New Delhi, Feb. 6: The petroleum ministry has locked horns with the department of telecommunications (DoT) over the 10-fold hike in charges that Indian Oil Corporation (IOC) has been asked to pay for its optic-fibre cable along the Kandla-Bhatinda oil pipeline.

Sources disclose that while IOC used to pay Rs 16 lakh as annual fee earlier, it has now been asked to cough up Rs 1.62 crore.

Senior officials are of the view that the hike is not justified as IOC has laid the cable and is also maintaining and running the system without any assistance from DoT.

The impression among IOC officials is that DoT 'is looking for easy pickings and expects the oil major to shell out the money without any protest as it is a cash-rich company'.

The optical-fibre cable based digital telecommunication system installed by IOC provides for round-the-clock operation, monitoring and control of the 1443-km Kandla-Bhatinda pipeline.
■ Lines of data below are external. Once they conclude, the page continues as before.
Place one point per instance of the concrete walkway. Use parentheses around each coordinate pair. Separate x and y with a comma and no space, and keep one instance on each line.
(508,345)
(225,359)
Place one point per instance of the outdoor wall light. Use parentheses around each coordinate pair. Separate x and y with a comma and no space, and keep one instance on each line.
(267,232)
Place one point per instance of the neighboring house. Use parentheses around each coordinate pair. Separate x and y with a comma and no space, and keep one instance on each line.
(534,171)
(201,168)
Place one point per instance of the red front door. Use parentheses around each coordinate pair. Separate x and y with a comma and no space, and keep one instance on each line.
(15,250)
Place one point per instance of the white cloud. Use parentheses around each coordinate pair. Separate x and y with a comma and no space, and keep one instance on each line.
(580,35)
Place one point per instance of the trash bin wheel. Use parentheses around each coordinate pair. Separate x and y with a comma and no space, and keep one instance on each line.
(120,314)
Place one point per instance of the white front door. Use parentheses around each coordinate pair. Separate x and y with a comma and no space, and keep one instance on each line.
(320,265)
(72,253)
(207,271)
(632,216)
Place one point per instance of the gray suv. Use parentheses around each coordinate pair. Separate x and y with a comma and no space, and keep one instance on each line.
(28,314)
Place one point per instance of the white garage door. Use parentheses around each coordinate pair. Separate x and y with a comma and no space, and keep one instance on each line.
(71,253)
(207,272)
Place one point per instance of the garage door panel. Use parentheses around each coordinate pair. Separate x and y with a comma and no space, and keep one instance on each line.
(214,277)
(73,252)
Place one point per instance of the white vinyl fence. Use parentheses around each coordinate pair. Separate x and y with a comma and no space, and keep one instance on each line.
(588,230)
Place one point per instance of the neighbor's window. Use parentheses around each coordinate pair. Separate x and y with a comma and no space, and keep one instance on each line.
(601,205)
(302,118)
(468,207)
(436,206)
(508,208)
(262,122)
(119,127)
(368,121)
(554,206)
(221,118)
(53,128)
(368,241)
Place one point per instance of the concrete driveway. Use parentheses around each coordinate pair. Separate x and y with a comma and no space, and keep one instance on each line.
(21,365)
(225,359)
The system caters to speech and data transmission, subscriber dialling and management conferencing facilities among all stations so that the pipeline can be operated in a fool-proof manner.
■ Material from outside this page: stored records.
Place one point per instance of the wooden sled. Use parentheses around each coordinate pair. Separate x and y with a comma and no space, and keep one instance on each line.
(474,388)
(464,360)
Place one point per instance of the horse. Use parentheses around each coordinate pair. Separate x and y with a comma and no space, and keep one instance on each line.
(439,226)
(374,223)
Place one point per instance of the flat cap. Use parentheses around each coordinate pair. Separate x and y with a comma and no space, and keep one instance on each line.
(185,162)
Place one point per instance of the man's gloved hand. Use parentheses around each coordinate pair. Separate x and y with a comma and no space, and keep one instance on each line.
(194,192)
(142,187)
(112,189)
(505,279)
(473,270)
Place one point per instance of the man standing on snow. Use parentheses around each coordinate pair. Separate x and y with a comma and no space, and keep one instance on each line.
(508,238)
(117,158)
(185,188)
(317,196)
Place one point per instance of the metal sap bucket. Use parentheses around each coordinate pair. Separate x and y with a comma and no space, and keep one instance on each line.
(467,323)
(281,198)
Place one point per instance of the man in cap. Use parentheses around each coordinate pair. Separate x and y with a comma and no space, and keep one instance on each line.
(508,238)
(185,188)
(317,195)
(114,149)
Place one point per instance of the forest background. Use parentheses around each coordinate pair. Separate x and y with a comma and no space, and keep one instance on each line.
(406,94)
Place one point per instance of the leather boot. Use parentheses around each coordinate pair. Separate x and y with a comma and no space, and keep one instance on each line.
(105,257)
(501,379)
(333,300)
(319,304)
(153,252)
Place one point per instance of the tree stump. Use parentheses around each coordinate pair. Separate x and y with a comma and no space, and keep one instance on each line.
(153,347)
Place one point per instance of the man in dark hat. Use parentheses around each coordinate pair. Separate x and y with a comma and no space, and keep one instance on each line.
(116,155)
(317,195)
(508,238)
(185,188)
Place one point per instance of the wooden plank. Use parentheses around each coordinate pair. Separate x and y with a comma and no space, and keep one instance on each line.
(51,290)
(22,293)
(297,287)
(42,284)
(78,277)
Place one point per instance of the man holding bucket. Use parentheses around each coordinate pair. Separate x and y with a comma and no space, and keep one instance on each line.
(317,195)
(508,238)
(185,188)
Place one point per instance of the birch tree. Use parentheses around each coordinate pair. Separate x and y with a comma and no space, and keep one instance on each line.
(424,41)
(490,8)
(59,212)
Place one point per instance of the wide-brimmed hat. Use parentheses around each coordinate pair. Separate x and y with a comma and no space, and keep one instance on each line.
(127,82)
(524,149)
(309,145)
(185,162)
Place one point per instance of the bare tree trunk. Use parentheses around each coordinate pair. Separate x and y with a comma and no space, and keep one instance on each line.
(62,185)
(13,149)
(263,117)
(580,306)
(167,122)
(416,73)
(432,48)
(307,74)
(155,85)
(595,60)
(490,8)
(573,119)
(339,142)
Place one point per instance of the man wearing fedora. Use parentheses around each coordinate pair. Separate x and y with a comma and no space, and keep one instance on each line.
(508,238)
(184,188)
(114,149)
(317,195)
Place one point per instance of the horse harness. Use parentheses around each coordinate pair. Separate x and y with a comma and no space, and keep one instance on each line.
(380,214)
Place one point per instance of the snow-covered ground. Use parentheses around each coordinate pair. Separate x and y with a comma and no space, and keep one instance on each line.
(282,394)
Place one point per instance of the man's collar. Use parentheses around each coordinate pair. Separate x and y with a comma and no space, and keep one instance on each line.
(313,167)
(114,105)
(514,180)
IOC had also tried to lease out the excess bandwidth of its optic-fibre capacity to private telecom operators. But the move did not come through as operators were not willing to pay enough.

'The small amounts that the telecom operators were offering was not worth the trouble. Leasing out the cable at such low rents would have turned out to be a nuisance for the company,' a senior officer said.

The pipeline was initially installed to supply diesel, petrol and kerosene to the industrially and agriculturally rich northwest but is now being converted into a crude oil pipeline.

The switch is being made as the petroleum major now has sufficient refining capacity to cater to the northwestern region and needs to import more crude oil to feed its refineries.

With the expansion of the Panipat refinery underway, it will need more imported crude. The pipeline will also help supply more crude oil to IOC's Mathura refinery.

The pipeline provides an efficient and eco-friendly way of transporting crude as it does not create any air, water or solid effluents.

The pipeline, which begins its route with the marshy areas at Kandla, traverses dry zones, sand dunes, undulating agricultural fields, hilly and rocky region, forest land, and a series of canals, rivers in its long journey to Bhatinda. Afforestation has been taken up on 44 hectares along the pipeline with the assistance of respective authorities in the states concerned.